It begins with a forecast: splotches of blues, greens and pinks on a blank map, a foot of snow here, chance of tornadoes there and an inch of ice over yonder. Uncertainty is the only thing that is certain at this point.
Then, in the coming days, weather models dance around predictions, shifting north and south, east and west, drastically altering outcomes for all of us on the ground only able to watch the sky in apprehension.
Yet before any real precipitation falls, a flood of Northern agitators washes through social media, regurgitating trite cliches about the South and winter: empty bread aisles, the little amount of snow it takes to grind us to a halt and haughty reminders of historical blizzards Northerners braved in flip flops and shorts.

One comment in particular that I encountered on X, posted by conservative radio host Jesse Kelly, read, “It will never stop being funny watching Southerners prepare for two days of freezing temperature as if it’s the ten plagues of Moses.”
These comments, though primarily made in jest, are characteristic of the nose-up, elitist Northern attitude towards the South and its people.
Winter Storm Fern, in retrospect, was the most bitter vindication for the South’s perceived panicked preparedness, or lack thereof, and underlies just why the South hates winter storms.
I began tracking this storm multiple days in advance, checking various weather models at six-hour intervals like an amateur meteorologist. It was obvious that I was not alone in my surveillance, as Oxford grocery aisles began to clear by midweek — a telltale sign of impending doom.
Also by midweek, weather models noted a drastic tick to the North for the storm, a shift that would prove to be damning for a large swath of the South with worse wintry precipitation. Over the course of a few days, Oxford’s forecast went from a pleasant snow day to a catastrophic ice storm.
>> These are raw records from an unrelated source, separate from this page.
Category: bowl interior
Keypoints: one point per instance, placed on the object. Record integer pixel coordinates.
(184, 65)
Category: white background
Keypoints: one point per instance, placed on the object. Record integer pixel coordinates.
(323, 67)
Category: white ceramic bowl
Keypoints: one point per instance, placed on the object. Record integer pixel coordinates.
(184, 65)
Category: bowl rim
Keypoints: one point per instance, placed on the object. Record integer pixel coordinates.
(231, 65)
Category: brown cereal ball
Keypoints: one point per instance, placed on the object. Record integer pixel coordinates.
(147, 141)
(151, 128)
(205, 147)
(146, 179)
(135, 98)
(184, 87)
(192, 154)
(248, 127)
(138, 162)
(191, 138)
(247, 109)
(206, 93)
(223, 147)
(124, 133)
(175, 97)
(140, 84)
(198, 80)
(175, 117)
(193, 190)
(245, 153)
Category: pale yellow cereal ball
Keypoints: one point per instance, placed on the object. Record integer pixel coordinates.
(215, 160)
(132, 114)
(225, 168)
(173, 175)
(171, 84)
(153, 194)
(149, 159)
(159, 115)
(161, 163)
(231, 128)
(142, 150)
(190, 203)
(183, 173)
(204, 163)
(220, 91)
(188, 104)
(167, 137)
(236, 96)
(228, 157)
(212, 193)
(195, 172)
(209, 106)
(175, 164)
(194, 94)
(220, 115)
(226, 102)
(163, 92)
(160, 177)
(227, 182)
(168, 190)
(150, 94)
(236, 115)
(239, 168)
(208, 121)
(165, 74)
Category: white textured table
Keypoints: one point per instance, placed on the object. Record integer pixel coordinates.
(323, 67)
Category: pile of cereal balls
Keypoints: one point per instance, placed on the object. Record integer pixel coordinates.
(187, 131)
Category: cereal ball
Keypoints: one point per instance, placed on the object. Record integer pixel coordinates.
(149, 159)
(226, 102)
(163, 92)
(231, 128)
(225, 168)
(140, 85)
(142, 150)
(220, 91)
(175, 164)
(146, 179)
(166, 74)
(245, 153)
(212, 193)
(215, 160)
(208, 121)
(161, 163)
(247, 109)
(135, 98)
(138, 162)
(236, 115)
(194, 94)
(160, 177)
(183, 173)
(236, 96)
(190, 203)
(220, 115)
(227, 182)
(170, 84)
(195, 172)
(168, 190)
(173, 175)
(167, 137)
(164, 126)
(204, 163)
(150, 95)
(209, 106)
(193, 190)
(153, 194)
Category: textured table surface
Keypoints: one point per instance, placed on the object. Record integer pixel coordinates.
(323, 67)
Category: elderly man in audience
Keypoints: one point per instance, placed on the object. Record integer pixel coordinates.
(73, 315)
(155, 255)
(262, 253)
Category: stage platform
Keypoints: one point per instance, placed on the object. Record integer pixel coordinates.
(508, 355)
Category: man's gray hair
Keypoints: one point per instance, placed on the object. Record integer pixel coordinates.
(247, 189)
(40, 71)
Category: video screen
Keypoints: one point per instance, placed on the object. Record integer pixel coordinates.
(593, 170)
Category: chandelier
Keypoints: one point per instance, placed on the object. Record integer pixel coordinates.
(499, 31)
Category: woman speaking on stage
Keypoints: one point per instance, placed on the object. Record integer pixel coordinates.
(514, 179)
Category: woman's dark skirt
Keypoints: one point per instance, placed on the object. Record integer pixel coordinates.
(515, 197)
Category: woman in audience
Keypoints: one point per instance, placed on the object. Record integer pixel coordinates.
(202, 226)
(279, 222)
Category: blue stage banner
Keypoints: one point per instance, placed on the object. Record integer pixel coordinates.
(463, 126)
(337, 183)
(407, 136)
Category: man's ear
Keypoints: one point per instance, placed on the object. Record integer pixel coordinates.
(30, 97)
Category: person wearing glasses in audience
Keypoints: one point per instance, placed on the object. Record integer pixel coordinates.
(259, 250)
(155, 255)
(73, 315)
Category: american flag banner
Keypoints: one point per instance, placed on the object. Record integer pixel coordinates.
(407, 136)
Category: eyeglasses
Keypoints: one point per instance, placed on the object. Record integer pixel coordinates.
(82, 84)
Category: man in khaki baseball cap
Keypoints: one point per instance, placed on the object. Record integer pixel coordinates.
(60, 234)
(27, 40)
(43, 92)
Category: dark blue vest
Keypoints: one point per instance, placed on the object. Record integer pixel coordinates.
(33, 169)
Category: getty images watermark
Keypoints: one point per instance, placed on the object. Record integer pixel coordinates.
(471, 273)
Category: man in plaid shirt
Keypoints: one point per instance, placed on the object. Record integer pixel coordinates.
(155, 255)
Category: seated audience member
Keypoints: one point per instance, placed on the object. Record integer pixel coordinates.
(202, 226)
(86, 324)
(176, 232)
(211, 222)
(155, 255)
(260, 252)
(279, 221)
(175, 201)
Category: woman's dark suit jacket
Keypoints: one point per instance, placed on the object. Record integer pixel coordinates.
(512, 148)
By Friday, I, one of the South’s native sons, was prepared with non-perishables, batteries, bottled water, blankets and covered windowsills. All my dishes and laundry were done; this was not my first winter storm in the South. Bags of ice sat in my fridge with cooler bags at the ready. Bathtubs were full of water. Pitchers and large tupperware were filled with water for drinking.
What Northerners, in all their winter wisdom, consciously ignore in their diagnosis of Southerners as feeble panic-buyers and overreacters is that our infrastructure is not designed with once-in-a-generation winter storms at the forefront of mind.
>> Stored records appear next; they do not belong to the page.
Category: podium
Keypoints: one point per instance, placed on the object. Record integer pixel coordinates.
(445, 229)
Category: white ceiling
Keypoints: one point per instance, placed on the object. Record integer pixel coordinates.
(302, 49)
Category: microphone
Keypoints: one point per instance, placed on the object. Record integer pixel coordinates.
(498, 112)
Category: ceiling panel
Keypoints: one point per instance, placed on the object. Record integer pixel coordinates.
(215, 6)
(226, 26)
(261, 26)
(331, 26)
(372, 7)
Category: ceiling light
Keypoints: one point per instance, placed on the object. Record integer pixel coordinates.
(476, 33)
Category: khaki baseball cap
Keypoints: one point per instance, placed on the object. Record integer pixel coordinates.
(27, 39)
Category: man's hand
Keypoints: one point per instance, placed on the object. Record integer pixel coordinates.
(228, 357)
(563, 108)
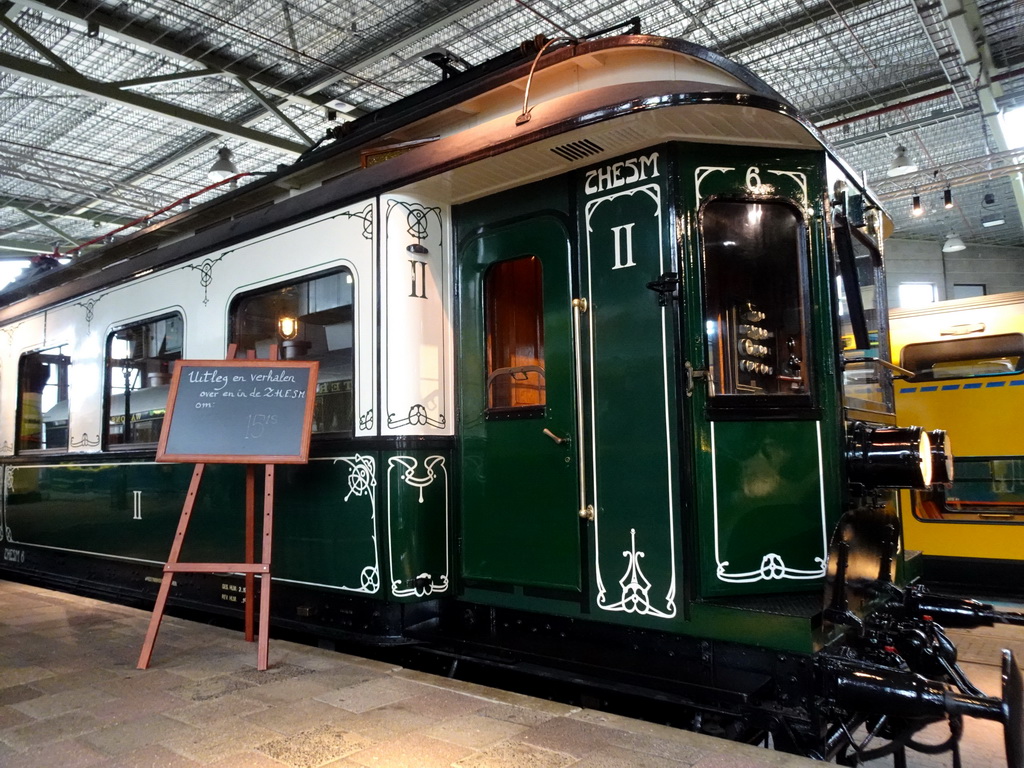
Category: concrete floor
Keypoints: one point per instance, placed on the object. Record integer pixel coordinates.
(982, 744)
(71, 697)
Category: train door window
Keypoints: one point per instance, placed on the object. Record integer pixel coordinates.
(307, 320)
(998, 354)
(756, 270)
(42, 400)
(863, 320)
(513, 300)
(139, 363)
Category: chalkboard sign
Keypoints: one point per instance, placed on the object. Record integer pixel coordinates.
(239, 412)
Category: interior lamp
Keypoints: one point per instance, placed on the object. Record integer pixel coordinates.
(223, 167)
(288, 327)
(900, 165)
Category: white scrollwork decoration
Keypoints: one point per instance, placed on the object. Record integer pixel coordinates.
(635, 596)
(772, 567)
(424, 584)
(410, 474)
(699, 174)
(363, 482)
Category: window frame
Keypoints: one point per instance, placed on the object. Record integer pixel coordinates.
(233, 334)
(64, 360)
(510, 412)
(781, 404)
(109, 381)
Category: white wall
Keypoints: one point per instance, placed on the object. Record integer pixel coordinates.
(999, 269)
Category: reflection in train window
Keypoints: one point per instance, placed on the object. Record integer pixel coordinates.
(42, 399)
(307, 320)
(755, 269)
(984, 489)
(139, 363)
(513, 300)
(962, 358)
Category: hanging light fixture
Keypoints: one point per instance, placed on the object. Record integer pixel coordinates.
(223, 167)
(990, 216)
(900, 165)
(952, 244)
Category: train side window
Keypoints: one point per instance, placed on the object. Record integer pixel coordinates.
(755, 257)
(998, 354)
(42, 400)
(984, 489)
(863, 320)
(513, 301)
(307, 320)
(139, 363)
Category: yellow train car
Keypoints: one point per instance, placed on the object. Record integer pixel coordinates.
(967, 358)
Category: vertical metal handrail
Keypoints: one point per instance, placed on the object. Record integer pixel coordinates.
(579, 307)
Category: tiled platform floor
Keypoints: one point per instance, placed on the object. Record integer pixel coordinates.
(71, 697)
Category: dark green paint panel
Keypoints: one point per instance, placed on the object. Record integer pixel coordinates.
(344, 523)
(764, 528)
(418, 511)
(127, 510)
(326, 523)
(635, 485)
(518, 488)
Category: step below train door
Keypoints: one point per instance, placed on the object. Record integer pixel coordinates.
(519, 482)
(754, 386)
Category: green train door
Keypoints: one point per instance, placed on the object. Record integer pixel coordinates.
(761, 445)
(519, 506)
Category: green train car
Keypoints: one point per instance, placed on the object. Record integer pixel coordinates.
(596, 398)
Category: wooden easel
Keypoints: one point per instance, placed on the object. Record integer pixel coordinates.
(249, 567)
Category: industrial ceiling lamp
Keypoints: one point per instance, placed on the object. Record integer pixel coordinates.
(915, 209)
(900, 165)
(952, 244)
(223, 167)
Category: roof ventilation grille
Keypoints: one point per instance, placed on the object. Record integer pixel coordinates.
(578, 150)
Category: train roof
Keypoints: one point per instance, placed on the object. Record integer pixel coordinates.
(530, 114)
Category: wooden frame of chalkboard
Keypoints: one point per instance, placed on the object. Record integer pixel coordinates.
(240, 412)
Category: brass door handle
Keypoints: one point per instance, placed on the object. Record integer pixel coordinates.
(558, 440)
It is cost-prohibitive to bury power lines, stock and maintain snow-plows and salt trucks for the occasional inch of snow, insulate houses for extreme cold and ensure every driver has snow chains and experience traversing black ice and blizzard conditions. Our preparations are not melodramatic frivolity — they are means for survival.
My midnight dash from Oxford to my hometown of Olive Branch, Miss., to escape dangerously cold temperatures in my house felt much more like a retreat than an evacuation. The trip, which usually takes me about 57 minutes, took three hours.
On Mississippi Highway 7, I watched the SUV in front of me lose control in the dark and dive into a ditch. On I-22, the road conditions worsened, and the severity of the situation was marked by the line of 18-wheelers on both sides of the interstate that had temporarily abandoned their journeys.
It was on these dark roads, no longer illuminated by street nor porch lights, that the aforementioned bitter vindication manifested itself. The cold, the hunger, the quiet, the apprehension, the pain in my legs from walking on inches of ice, all negate the levity imposed on this situation by ignorant Northerners, watching from the comfort of their winterized infrastructure.
As Oxford thaws, the reckoning begins. Thus far, 25 Mississippians have lost their lives. As these winter storms grow more intense, we must adapt and, regrettably, rip a page or two from the Northern winter handbook.
Logan Durley is a sophomore biological sciences major from Olive Branch, Miss.